Prologue
Sleeping at last – « Overture II »
Chaque année, le jour d’Halloween, Avril se postait à la fenêtre du salon et observait les enfants déambuler dans les rues. Elle s’émerveillait devant tous ces fantômes et sorcières défilant sous les regards de leurs parents, jamais bien loin. Elle admirait les costumes fabriqués à la main ou achetés dans l’unique boutique du coin, tout en épiant les seaux qui se remplissaient de confiseries au rythme des sonnettes et des portes qui s’ouvraient.
Une fois, alors âgée de sept ans, Avril avait récupéré les seuls bonbons de la cuisine et les avaient versés dans un seau placé devant la porte d’entrée, accompagné d’un bout de carton sur lequel elle avait écrit « Servez-vous » d’une écriture maladroite. Personne n’avait sonné à la porte de la soirée, mais un sourire avait illuminé les visages des enfants lorsqu’ils apercevaient les sucreries. Et rien ne pouvait lui faire plus plaisir.

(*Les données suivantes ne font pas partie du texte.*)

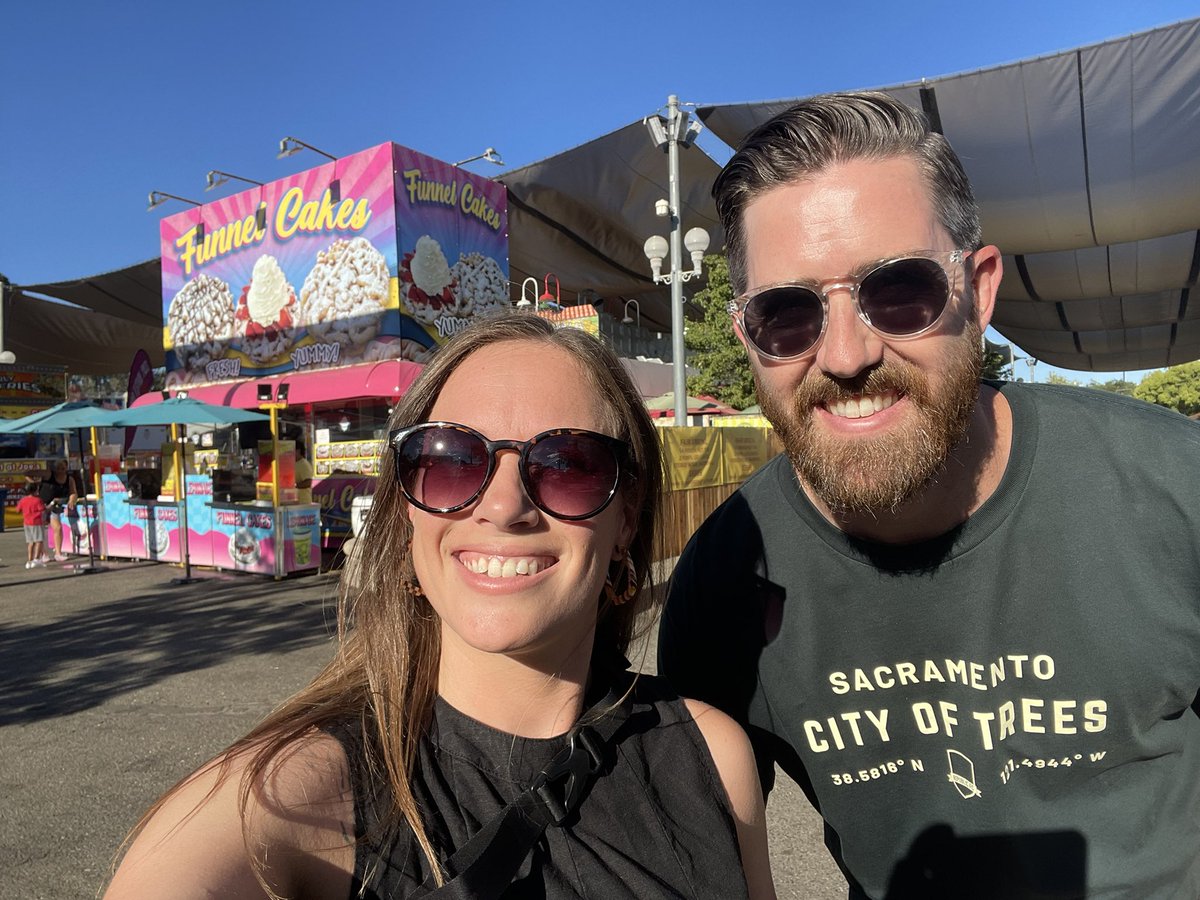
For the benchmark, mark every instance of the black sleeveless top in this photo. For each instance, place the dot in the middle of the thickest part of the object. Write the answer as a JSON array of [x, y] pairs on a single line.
[[657, 826]]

Depuis, elle replaçait le seau au même endroit, tous les ans, en secret, et son cœur se réchauffait en sentant la joie flotter autour de sa maison, le temps d’une soirée.
Chaque année, le jour d’Halloween, Avril se postait à la fenêtre du salon et observait les enfants déambuler dans les rues. Elle s’émerveillait devant tous ces fantômes et sorcières défilant sous les regards de leurs parents, jamais bien loin. Mais pas cette année. Pas aujourd’hui.
Les yeux perdus dans le vague, elle laissait l’eau brûlante de la douche couler sur son corps, emportant dans son sillage la saleté inexistante. La pièce était emplie de buée, les murs transpiraient. Attrapant un gant de toilette, Avril se mit à frotter, jusqu’à se griffer. Elle passa sa main sur sa peau où se mélangeaient les taches de rousseur, les grains de beauté et les cicatrices. Le savon à la vanille fut réduit en morceau, écrasé contre son torse, étalé avec rage sur le corps de la jeune adolescente. Mais rien n’y faisait, la crasse avait déjà pénétrée les pores. Avril sortit précipitamment de la douche et revêtit son jean noir et son gros pull vert abandonnés sur le carrelage, prenant à peine le temps de s’essuyer. Elle récupéra ses affaires dans sa chambre et sortit de la maison.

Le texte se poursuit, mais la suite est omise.